“Time Pieces” is a collaborative installation by Gabriel Cohen and Ben Babbitt that explores the structure and perception of time through sound, sculpture, and collective experience.
At its core is a twelve-hour ambient composition by Babbitt, originally created to accompany Cohen’s large-scale clock tower sculpture. The piece unfolds in hourly movements, tracking time through shifting tonal patterns, phasing pulses, and moments of disruption—like time itself slipping, stretching, and reforming.
For this new presentation at NOON Projects, the installation has been reimagined and expanded. Multiple synchronized sound systems transmit the composition via FM signal, creating a spatially immersive environment.

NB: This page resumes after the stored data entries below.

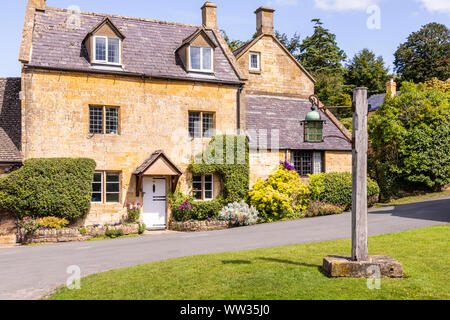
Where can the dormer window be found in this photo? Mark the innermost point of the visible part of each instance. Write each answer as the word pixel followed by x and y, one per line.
pixel 201 59
pixel 107 50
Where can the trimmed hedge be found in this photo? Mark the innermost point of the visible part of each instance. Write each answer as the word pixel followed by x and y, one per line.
pixel 336 188
pixel 59 187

At sunset, a new choral work by Babbitt will premiere, performed live by twelve singers who echo, extend, and reframe the original score—activating the space as both a timekeeper and a vessel for shared resonance.
A limited-edition 12-CD box set will be available, featuring a newly reworked version of the original composition and original artwork by Cohen.

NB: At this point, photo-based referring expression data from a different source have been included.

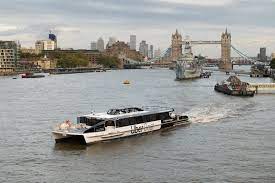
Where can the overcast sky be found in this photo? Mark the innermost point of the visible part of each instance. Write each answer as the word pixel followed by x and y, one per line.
pixel 78 22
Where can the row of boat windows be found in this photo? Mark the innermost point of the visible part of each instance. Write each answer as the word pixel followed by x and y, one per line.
pixel 123 122
pixel 141 119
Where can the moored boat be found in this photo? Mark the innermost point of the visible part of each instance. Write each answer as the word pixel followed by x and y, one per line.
pixel 234 86
pixel 117 123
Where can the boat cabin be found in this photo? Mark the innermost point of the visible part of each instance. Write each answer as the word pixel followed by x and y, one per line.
pixel 121 118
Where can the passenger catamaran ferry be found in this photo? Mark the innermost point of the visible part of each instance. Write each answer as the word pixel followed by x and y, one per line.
pixel 117 123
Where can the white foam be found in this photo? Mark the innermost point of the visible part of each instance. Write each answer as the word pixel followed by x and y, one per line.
pixel 212 112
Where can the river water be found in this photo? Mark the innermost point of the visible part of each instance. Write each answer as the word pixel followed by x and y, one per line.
pixel 231 139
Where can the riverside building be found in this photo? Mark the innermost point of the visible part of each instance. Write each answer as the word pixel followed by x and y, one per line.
pixel 133 42
pixel 9 55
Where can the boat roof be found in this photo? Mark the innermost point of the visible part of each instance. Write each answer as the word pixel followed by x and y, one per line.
pixel 122 115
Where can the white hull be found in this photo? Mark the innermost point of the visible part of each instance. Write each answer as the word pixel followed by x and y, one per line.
pixel 110 132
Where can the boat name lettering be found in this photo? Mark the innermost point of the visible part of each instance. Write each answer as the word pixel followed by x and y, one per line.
pixel 139 129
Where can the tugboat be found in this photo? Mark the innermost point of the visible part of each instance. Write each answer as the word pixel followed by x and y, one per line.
pixel 32 75
pixel 117 123
pixel 234 86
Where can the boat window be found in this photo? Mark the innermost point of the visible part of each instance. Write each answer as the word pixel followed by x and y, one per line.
pixel 153 117
pixel 163 116
pixel 100 128
pixel 89 121
pixel 139 120
pixel 123 122
pixel 109 123
pixel 146 118
pixel 132 121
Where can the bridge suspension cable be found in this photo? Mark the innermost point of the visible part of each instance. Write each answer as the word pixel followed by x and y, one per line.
pixel 243 55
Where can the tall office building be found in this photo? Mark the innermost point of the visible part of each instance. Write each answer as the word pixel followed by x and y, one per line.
pixel 262 55
pixel 39 47
pixel 157 52
pixel 93 45
pixel 53 37
pixel 100 45
pixel 133 42
pixel 143 48
pixel 112 40
pixel 151 52
pixel 49 45
pixel 9 55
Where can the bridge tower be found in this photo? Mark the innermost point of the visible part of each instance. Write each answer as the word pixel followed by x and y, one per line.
pixel 176 46
pixel 225 63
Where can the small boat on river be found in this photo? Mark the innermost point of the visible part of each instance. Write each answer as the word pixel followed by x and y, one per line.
pixel 117 123
pixel 234 86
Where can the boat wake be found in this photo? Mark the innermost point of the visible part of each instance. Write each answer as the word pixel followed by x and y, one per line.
pixel 215 112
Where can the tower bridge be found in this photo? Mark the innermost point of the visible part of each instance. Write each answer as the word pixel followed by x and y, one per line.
pixel 226 62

Ben Babbitt is a composer and producer based in Los Angeles whose work spans live performance, studio albums, DJ mixes, film and video game music, and collaborations with other artists including Eartheater, Martine Syms, Zia Anger, Bapari, Colin Self, and new music ensemble Wild Up. In 2024 he began performing and releasing music under the moniker Enhancement and together with writer Steph Kretowicz makes up the band Ultra Instinct. His work as both a solo artist and collaborator has been presented at the V&A Museum, London; the Art Institute of Chicago; SCI-ARC, Los Angeles; Perth Institute of Contemporary Arts; MOMA, NYC; 3HD Festival, Berlin; and the Getty Museum, Los Angeles.

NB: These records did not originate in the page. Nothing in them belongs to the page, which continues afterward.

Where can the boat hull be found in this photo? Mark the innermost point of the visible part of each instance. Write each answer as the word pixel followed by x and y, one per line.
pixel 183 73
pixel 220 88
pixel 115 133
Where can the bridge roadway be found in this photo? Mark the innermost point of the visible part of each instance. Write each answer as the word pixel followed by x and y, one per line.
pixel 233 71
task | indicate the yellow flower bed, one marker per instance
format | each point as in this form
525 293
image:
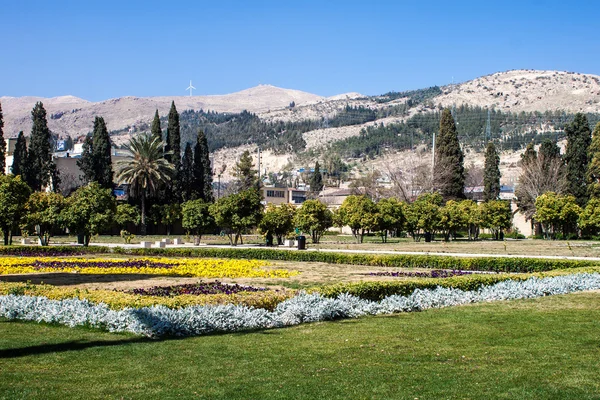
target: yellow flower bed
195 267
119 300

Gabriel Cohen is an artist based in Los Angeles, CA. The core of Cohen's artistic practice is the speculative completion of the projects of artists associated with Acephale in the 1930's and artists working within the parameters of minimalism in the 1960's (and his perception of their mutual interest in the reunification of a fractured world). Cohen's conceives of his work as being expressly political, addressing the queer subject within western history, the contemplation of death - and in particular its association with queer life -, and the existence of the self within the collective.